I completely understand the safety stuff being connected. I am only asking because we just bought our Alliance and we are having some warranty work done soon, and if this is a wiring mistake we want it corrected while its in the shop for the other issues.
 

darrell

Well-known member
If it were mine, I would move the fridge to the switched side of the disconnect switch. I would characterize it as a mistake, but Alliance appears to believe it is not. If that is true, you will have to pay or the change or do it yourself if you want it done differently.
 

Oregon_Camper

Forum Admin
Staff member
Personally, I would not want a large load on the safety side of the disconnect switch. If they are wiring the fridge that way on purpose, it is my opinion they are doing it wrong. I prefer to have as much battery capacity available to safety devices when the disconnect is in operation.
Well, 5-6 amp (while compressor is running) is not a large load. The jacks will pull 50-60amps under load.
 

Oregon_Camper

Forum Admin
Staff member
If it were mine, I would move the fridge to the switched side of the disconnect switch. I would characterize it as a mistake, but Alliance appears to believe it is not.
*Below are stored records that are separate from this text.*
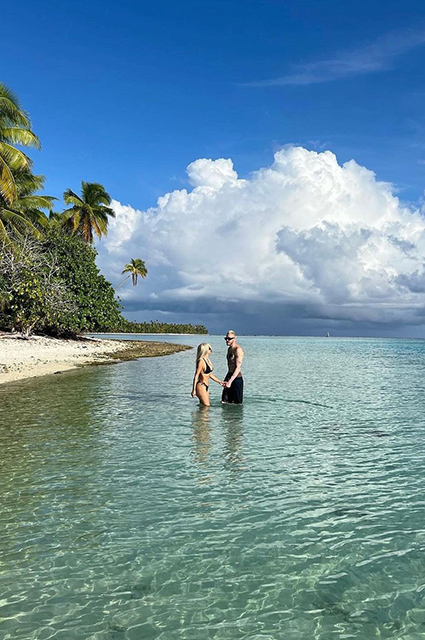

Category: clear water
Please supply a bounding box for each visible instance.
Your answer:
[2,336,425,639]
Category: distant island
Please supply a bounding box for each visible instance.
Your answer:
[118,320,208,334]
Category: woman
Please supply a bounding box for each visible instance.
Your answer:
[191,343,224,406]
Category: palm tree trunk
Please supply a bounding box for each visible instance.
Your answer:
[115,274,131,290]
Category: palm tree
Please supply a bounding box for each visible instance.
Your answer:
[0,83,51,243]
[0,170,55,243]
[116,259,148,290]
[0,83,41,206]
[62,181,115,243]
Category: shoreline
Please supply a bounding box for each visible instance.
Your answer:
[0,335,191,386]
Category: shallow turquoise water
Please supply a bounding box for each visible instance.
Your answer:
[2,336,425,639]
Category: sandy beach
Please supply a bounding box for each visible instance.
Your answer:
[0,334,191,385]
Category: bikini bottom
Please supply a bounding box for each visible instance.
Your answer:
[197,381,209,392]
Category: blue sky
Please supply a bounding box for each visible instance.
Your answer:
[3,0,425,207]
[3,0,425,335]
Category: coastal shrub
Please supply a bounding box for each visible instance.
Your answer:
[0,236,76,336]
[41,231,123,333]
[0,233,122,335]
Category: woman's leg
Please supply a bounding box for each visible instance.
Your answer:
[196,383,210,406]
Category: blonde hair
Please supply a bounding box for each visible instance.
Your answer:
[227,330,236,338]
[196,343,212,364]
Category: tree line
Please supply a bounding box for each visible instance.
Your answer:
[0,83,207,337]
[119,320,208,334]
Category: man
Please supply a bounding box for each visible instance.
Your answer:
[222,330,244,404]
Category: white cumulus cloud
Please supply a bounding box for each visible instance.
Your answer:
[96,147,425,333]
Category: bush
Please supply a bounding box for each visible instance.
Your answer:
[0,233,122,335]
[0,236,77,336]
[43,231,122,332]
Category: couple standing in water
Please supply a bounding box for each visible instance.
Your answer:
[191,330,244,406]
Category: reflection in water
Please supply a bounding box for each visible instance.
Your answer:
[221,405,244,477]
[191,405,245,479]
[191,406,211,469]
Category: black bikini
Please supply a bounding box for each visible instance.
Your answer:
[203,359,213,374]
[197,359,213,391]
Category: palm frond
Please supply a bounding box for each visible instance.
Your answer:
[0,83,31,128]
[62,206,80,220]
[16,195,56,212]
[1,127,41,149]
[82,181,112,206]
[91,215,103,239]
[63,188,84,207]
[91,209,110,227]
[0,217,10,243]
[48,210,65,221]
[0,206,43,239]
[0,141,32,172]
[61,207,83,235]
[0,98,29,128]
[0,155,17,203]
[23,208,49,228]
[14,171,46,197]
[100,205,115,218]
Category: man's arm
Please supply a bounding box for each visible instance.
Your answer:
[225,347,244,387]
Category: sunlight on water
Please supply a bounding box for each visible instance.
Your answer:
[2,336,425,639]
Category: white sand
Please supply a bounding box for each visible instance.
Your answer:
[0,335,128,385]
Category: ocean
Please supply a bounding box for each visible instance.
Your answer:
[1,335,425,639]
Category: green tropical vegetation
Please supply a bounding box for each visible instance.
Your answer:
[119,319,208,334]
[0,82,208,337]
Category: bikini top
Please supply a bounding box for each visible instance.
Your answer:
[203,358,213,374]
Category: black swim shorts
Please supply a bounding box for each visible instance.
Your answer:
[222,377,243,404]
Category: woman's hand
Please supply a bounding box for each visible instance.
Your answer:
[191,390,197,398]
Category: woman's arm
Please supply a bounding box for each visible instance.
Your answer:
[191,361,204,396]
[209,373,224,386]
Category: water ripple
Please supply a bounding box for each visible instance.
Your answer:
[2,336,425,638]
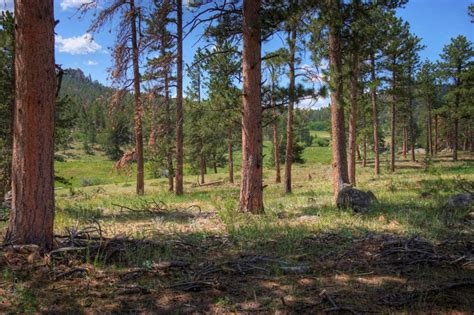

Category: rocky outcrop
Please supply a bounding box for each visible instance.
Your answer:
[1,190,11,209]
If that is true, you will have to pay or the change or do it yourself if you want it done differently.
and when the fuse pops for some unknown reason on the main busbar, then all your frig/freezer items will most likely spoil, unless you notice right away.
 

darrell

Well-known member
Or, you know, your batteries die and your brakes no longer work if a disconnect occurs. How does where your fridge is wired in change whether the fuse pops or not? I am not following your logic here.
 

Oregon_Camper

Forum Admin
Staff member
Or, you know, your batteries die and your brakes no longer work if a disconnect occurs. How does where your fridge is wired in change whether the fuse pops or not? I am not following your logic here.
You need a better battery bank, if they are dead if/when the trailer 7-pin comes disconnected.
 

darrell

Well-known member
You are making some pretty big assumptions there about my setup just based on a recommendation I made for someone else's trailer. We disagree. it is ok that we disagree.
 

Socal-Paul

Well-known member
Our refer runs with the disconnect switch off which is the way all our rigs have been set up by the factory. If I'm getting ready for a trip the switch is turned off to remove any other loads which maybe running with the switch on, I do not have power where the rig is stored. While out if we take a road trip for a day or two the switch is also shut off. If you want it both ways I would guess a switch on the negative would do the trick.